Na justificativa do veto, o governador acionou sua vasta equipe jurídica para utilizar da prerrogativa de que esse modelo de projeto deveria partir de iniciativa do Poder Executivo e não do Legislativo. A medida revoltou a classe de policiais civis, militares e trabalhadores penitenciários, muitos dos quais ludibriados pelas promessas de campanha de Dória de que as categorias seriam valorizadas em sua gestão.
Ocorre que esse modelo de governo baseado no amparo em excesso de arcabouços legais que visam a gastar menos recursos públicos e sucatear o funcionalismo e consequentemente, o atendimento à população que mais precisa, já vem sendo o modus operandi de Dória desde que ele assumiu o comando da Prefeitura de São Paulo, em janeiro de 2017, tendo abandonado o cargo para concorrer ao Palácio dos Bandeirantes.

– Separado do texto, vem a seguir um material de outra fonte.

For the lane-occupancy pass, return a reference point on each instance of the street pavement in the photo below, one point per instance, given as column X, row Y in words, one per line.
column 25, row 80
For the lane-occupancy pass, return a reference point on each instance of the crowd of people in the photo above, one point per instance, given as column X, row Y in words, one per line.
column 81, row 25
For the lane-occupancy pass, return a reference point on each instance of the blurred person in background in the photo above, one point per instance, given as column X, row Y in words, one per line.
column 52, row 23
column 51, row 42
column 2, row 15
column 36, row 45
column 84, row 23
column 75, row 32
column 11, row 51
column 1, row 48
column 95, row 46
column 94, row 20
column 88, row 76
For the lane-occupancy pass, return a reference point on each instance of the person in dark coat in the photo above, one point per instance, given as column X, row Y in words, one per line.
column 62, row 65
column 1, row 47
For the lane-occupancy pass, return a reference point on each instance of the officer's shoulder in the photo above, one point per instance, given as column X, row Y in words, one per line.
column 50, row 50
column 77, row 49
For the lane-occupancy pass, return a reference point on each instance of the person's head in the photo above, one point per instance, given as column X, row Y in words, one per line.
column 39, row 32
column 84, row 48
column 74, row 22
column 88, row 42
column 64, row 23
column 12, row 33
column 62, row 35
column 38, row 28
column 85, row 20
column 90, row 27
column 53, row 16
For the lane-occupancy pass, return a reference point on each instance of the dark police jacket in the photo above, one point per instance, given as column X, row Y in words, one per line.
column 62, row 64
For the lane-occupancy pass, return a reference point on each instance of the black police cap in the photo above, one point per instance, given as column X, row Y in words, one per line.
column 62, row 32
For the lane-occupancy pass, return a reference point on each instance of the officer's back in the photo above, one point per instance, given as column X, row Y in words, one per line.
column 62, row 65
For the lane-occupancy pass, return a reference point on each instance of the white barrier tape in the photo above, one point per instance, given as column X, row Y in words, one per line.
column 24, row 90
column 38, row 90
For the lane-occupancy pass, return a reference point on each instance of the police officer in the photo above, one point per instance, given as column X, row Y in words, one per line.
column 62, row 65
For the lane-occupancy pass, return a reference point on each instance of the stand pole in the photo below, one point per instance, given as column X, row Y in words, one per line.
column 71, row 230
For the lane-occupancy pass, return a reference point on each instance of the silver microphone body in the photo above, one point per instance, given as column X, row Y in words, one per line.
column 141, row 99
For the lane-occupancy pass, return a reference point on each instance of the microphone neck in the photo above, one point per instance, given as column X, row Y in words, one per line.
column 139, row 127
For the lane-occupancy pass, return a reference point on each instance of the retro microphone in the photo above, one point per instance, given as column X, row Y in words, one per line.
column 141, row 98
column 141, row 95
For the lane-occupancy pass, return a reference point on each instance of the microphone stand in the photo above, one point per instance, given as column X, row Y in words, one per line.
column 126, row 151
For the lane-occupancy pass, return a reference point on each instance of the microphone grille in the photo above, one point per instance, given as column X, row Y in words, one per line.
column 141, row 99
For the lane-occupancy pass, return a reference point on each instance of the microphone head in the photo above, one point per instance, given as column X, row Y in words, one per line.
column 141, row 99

O caso das creches administradas pela Prefeitura de São Paulo
Nesse sentido, uma das experiências mais nefastas promovidas pelo tucano na administração municipal se concentrou na educação infantil. Assim que assumiu o cargo, e com a promessa de campanha de zerar a fila das creches para crianças entre zero a 3 anos - que sempre foi um problema grave para diferentes prefeitos da capital - tomou uma atitude que prejudicou professores, pais e crianças de faixa etária superior.

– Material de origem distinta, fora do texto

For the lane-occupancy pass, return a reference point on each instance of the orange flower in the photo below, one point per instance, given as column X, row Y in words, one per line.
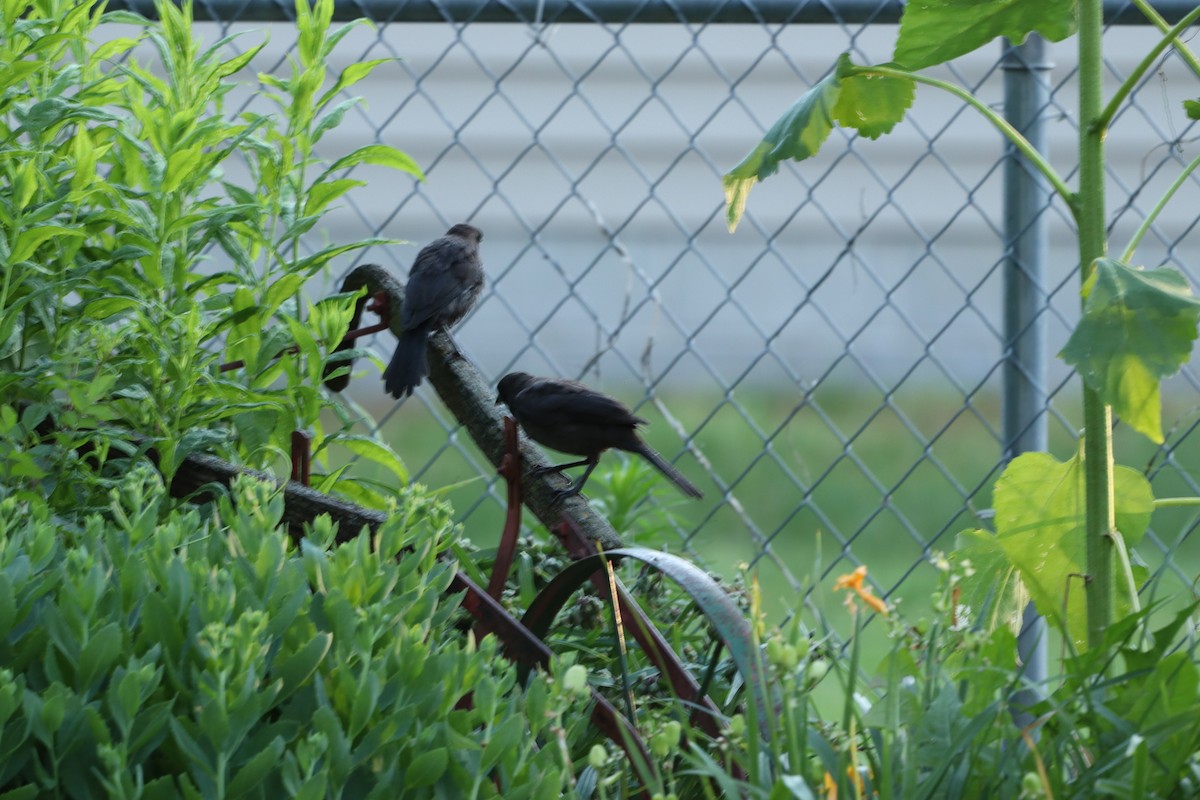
column 856, row 583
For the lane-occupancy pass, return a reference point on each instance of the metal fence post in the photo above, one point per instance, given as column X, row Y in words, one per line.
column 1026, row 200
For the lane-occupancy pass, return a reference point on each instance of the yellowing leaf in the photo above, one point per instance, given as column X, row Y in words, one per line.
column 1041, row 527
column 1138, row 328
column 870, row 104
column 934, row 31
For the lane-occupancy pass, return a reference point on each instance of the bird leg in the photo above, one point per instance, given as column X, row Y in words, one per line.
column 575, row 488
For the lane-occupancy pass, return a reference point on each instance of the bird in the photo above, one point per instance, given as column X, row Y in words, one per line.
column 568, row 416
column 443, row 284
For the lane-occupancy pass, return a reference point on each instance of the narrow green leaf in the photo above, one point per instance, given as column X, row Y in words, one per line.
column 237, row 62
column 106, row 307
column 376, row 452
column 322, row 194
column 351, row 76
column 934, row 31
column 31, row 239
column 7, row 606
column 382, row 155
column 1138, row 328
column 281, row 290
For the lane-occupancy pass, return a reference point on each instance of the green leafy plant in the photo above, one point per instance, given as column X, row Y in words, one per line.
column 1138, row 325
column 156, row 653
column 135, row 263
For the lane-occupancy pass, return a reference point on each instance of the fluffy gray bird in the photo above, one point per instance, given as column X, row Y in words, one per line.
column 568, row 416
column 443, row 284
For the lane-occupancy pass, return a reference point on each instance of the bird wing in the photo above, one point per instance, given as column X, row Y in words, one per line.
column 439, row 276
column 569, row 402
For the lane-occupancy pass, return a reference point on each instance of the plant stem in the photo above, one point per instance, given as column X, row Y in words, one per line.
column 1005, row 127
column 1169, row 37
column 1157, row 20
column 1176, row 503
column 1127, row 256
column 1101, row 519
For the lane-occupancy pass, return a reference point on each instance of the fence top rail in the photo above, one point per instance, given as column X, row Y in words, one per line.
column 808, row 12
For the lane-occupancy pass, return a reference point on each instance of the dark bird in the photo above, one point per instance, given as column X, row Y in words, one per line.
column 443, row 284
column 568, row 416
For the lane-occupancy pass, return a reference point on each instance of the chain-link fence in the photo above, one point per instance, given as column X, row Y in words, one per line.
column 833, row 373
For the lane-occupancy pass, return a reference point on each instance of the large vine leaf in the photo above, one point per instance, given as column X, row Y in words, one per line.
column 1041, row 528
column 1138, row 328
column 870, row 104
column 934, row 31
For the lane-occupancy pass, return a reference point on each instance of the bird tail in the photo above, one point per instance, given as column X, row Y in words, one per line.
column 667, row 469
column 408, row 366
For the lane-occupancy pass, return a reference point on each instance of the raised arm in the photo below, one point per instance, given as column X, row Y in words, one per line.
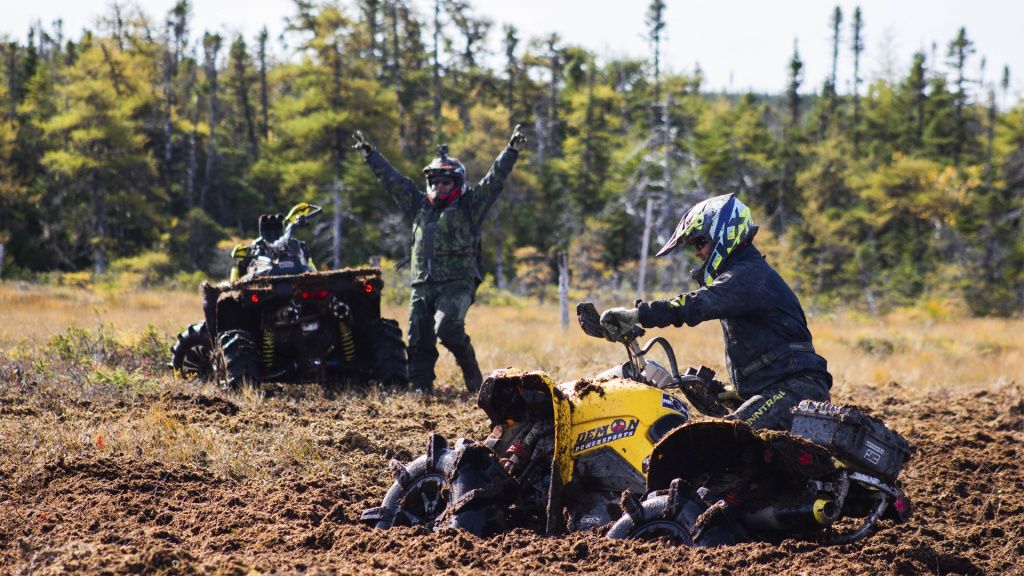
column 491, row 186
column 404, row 191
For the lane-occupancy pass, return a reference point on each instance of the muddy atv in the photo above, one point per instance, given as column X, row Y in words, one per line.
column 558, row 456
column 282, row 321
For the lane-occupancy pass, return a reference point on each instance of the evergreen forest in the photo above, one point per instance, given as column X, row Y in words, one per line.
column 146, row 142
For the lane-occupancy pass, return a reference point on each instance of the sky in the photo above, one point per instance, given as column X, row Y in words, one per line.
column 739, row 44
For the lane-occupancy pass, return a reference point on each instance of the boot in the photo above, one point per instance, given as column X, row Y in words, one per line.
column 466, row 358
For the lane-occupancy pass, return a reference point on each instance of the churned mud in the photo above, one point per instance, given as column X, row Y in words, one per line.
column 105, row 508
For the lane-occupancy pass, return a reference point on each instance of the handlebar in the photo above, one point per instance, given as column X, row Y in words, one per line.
column 698, row 387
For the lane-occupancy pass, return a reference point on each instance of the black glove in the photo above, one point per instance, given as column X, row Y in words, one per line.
column 361, row 144
column 619, row 322
column 518, row 139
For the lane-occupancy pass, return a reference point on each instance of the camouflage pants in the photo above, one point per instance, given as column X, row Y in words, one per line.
column 770, row 407
column 437, row 311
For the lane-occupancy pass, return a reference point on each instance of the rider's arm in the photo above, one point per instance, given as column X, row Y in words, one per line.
column 732, row 293
column 486, row 191
column 409, row 197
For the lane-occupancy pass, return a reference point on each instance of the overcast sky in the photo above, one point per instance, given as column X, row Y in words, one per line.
column 739, row 44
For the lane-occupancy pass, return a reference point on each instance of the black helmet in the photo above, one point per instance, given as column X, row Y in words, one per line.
column 442, row 166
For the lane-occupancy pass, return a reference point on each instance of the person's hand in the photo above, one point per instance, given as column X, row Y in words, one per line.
column 361, row 144
column 619, row 322
column 518, row 139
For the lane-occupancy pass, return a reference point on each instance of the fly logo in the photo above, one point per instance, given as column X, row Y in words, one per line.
column 873, row 452
column 617, row 429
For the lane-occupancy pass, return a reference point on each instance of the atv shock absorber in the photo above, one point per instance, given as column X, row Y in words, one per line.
column 347, row 341
column 268, row 345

E como isso aconteceu? A Lei de Diretrizes e Bases(LDB) estabelece que o Estado deve oferecer o ensino público e gratuito a crianças entre zero e 5 anos para a educação infantil. Em seu artigo 29, expressa que a educação infantil tem como finalidade ‘o desenvolvimento integral da criança de até 5 (cinco) anos, em seus aspectos físico, psicológico, intelectual e social, complementando a ação da família e da comunidade”.

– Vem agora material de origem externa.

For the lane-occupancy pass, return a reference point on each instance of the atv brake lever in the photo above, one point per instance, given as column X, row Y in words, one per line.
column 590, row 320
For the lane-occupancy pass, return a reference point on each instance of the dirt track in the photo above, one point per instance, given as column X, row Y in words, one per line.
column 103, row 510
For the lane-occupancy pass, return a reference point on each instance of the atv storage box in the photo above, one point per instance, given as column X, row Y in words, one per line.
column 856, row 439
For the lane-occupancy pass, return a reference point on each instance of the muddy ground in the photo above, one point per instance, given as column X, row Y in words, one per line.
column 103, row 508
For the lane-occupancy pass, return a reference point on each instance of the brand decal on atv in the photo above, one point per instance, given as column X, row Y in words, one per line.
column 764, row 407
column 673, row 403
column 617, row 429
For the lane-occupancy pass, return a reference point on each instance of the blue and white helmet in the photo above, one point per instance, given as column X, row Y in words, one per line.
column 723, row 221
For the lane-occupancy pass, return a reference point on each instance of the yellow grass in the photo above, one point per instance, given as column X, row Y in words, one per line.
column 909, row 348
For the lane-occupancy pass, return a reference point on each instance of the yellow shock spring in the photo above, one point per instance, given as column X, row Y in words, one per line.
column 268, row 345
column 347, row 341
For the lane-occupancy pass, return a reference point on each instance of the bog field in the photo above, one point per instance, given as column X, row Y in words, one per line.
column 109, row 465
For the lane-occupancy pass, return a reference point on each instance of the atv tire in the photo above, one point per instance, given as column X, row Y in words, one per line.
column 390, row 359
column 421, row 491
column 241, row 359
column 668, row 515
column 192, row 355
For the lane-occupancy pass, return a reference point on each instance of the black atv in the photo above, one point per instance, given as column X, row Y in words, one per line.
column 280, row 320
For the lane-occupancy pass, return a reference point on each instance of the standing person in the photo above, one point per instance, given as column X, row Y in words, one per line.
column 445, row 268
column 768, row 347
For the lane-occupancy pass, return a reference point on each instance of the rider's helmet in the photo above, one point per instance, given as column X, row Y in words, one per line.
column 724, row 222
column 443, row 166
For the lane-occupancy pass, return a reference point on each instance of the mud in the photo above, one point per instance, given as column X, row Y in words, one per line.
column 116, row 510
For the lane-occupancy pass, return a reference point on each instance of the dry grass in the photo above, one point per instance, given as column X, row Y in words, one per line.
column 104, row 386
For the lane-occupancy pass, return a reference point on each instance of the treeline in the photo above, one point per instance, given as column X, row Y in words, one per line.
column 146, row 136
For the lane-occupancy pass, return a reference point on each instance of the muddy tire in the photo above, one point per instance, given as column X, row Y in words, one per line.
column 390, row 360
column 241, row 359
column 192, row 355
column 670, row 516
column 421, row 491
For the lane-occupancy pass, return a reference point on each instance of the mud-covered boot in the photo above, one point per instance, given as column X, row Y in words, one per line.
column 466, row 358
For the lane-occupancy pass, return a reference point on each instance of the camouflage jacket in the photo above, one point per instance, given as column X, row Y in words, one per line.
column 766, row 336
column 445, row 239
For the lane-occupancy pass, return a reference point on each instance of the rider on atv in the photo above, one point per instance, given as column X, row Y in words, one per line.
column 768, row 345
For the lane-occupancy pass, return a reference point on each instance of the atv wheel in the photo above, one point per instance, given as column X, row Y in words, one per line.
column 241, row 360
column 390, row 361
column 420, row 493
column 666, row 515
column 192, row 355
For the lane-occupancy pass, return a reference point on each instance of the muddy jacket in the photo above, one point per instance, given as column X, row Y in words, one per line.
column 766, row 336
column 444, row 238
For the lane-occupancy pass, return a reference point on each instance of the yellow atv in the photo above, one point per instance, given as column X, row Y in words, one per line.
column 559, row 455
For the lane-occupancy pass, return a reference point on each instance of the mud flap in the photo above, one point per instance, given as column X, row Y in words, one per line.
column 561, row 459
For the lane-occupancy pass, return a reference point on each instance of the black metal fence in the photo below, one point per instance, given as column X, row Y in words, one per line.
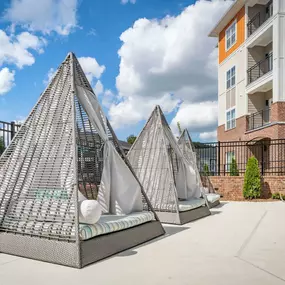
column 216, row 158
column 7, row 132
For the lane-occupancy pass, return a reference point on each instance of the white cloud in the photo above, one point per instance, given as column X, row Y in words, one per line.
column 99, row 88
column 169, row 60
column 51, row 73
column 137, row 108
column 128, row 1
column 108, row 98
column 20, row 120
column 198, row 117
column 7, row 78
column 208, row 136
column 91, row 68
column 17, row 49
column 45, row 16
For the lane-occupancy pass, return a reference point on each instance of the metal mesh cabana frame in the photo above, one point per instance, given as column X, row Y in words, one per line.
column 158, row 163
column 56, row 153
column 188, row 148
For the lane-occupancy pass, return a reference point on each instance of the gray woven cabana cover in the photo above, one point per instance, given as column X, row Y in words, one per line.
column 66, row 144
column 160, row 165
column 187, row 147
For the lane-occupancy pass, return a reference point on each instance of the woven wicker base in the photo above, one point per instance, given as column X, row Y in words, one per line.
column 92, row 250
column 212, row 205
column 104, row 246
column 183, row 217
column 42, row 249
column 189, row 216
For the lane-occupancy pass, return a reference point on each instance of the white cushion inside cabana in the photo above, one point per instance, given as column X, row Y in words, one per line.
column 185, row 205
column 191, row 204
column 112, row 223
column 212, row 197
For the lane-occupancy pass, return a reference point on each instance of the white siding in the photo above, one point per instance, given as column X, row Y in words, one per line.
column 237, row 59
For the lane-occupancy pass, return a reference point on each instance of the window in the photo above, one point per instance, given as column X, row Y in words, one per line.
column 231, row 77
column 229, row 157
column 231, row 119
column 231, row 35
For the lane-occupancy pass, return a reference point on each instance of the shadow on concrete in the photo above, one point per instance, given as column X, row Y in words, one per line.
column 222, row 204
column 169, row 231
column 215, row 212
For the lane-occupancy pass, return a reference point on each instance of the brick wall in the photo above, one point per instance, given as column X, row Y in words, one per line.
column 231, row 187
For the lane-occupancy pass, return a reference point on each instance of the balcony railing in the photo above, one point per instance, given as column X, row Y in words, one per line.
column 258, row 119
column 260, row 68
column 259, row 19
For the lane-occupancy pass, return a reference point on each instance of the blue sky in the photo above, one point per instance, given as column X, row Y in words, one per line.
column 92, row 29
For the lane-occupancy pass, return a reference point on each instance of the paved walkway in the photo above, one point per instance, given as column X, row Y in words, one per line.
column 241, row 243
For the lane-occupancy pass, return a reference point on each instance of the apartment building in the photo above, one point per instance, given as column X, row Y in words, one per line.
column 251, row 75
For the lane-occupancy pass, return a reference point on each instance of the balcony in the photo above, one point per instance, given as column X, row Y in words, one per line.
column 264, row 14
column 260, row 69
column 258, row 119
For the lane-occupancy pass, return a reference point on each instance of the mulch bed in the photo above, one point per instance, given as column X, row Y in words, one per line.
column 253, row 200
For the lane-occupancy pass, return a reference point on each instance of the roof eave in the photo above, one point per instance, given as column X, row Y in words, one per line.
column 228, row 15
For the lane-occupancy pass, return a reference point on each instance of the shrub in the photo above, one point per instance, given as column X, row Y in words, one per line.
column 278, row 196
column 252, row 180
column 233, row 168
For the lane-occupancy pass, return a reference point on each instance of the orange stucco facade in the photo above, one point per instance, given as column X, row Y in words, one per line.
column 240, row 19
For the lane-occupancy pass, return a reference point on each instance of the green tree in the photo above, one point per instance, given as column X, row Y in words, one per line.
column 131, row 139
column 233, row 168
column 179, row 128
column 2, row 146
column 252, row 180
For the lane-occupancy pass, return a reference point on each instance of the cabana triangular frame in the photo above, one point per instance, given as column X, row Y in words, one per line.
column 163, row 171
column 188, row 148
column 66, row 148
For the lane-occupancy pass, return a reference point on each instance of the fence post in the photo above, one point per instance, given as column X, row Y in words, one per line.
column 219, row 158
column 262, row 158
column 12, row 130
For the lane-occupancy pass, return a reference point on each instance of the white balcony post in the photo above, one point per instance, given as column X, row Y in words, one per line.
column 278, row 50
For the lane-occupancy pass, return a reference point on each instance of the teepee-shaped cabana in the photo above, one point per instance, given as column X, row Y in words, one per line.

Uma das metas do Plano Nacional de Educação(PNE) aprovado em 2014 foi a de universalizar a educação infantil na pré-escola para crianças de 4 e 5 anos até 2016 e estimular o acesso de todas as crianças de zero a 5 anos à educação em tempo integral, com jornada mínima de 7 horas e máxima de 10 horas, indicado sobretudo àquelas provenientes de famílias sob risco, alta ou média vulnerabilidade sociais.
O atendimento a essas crianças mais pobres é feito nos Centros de Educação Infantil(CEIs), com jornada integral, e nas Escolas Municipais de Educação Infantil(EMEIs), sob jornada parcial, de no máximo seis horas. Nos CEIs, devem estar as crianças de zero a três anos e de até cinco anos e 11 meses, caso a gestão siga as diretrizes do Plano Nacional de Educação citadas no parágrafo anterior.
Parte das CEIs paulistanas, apostando no desenvolvimento completo das crianças dentro dessa perspectiva, haviam sido orientadas até 2017 a manter todas sob jornada de tempo integral, mas foram confrontadas por Dória. A comitiva de advogados do prefeito, alegando que a legislação não “obrigava” as creches a atender crianças de 4 e 5 anos em tempo integral, entrou na Justiça para transferi-las compulsoriamente para os EMEIs em 2018.
Assim, um grande número de pais e mães que trabalham sob jornadas tradicionais de expediente, durante todo o dia, perderam o direito que tinham de ter as crianças no período integral para que o prefeito pudesse cumprir sua promessa de campanha. Não houve um período de transição. A operação toda durou três meses.
Algumas dessas pessoas perderam o emprego para ter de ficar com os pequenos. Outras passaram a ter de levá-los ao local de serviço, gerando problemas graves de insalubridade denunciados pelo Ministério Público do Trabalho e pela Defensoria Pública. Outra opção foi deixá-las com parentes sem qualquer preparo para cuidar dos meninos e meninas. Alguns tentaram lutar na Justiça, mas foram derrotados pela poderosa equipe jurídica do prefeito.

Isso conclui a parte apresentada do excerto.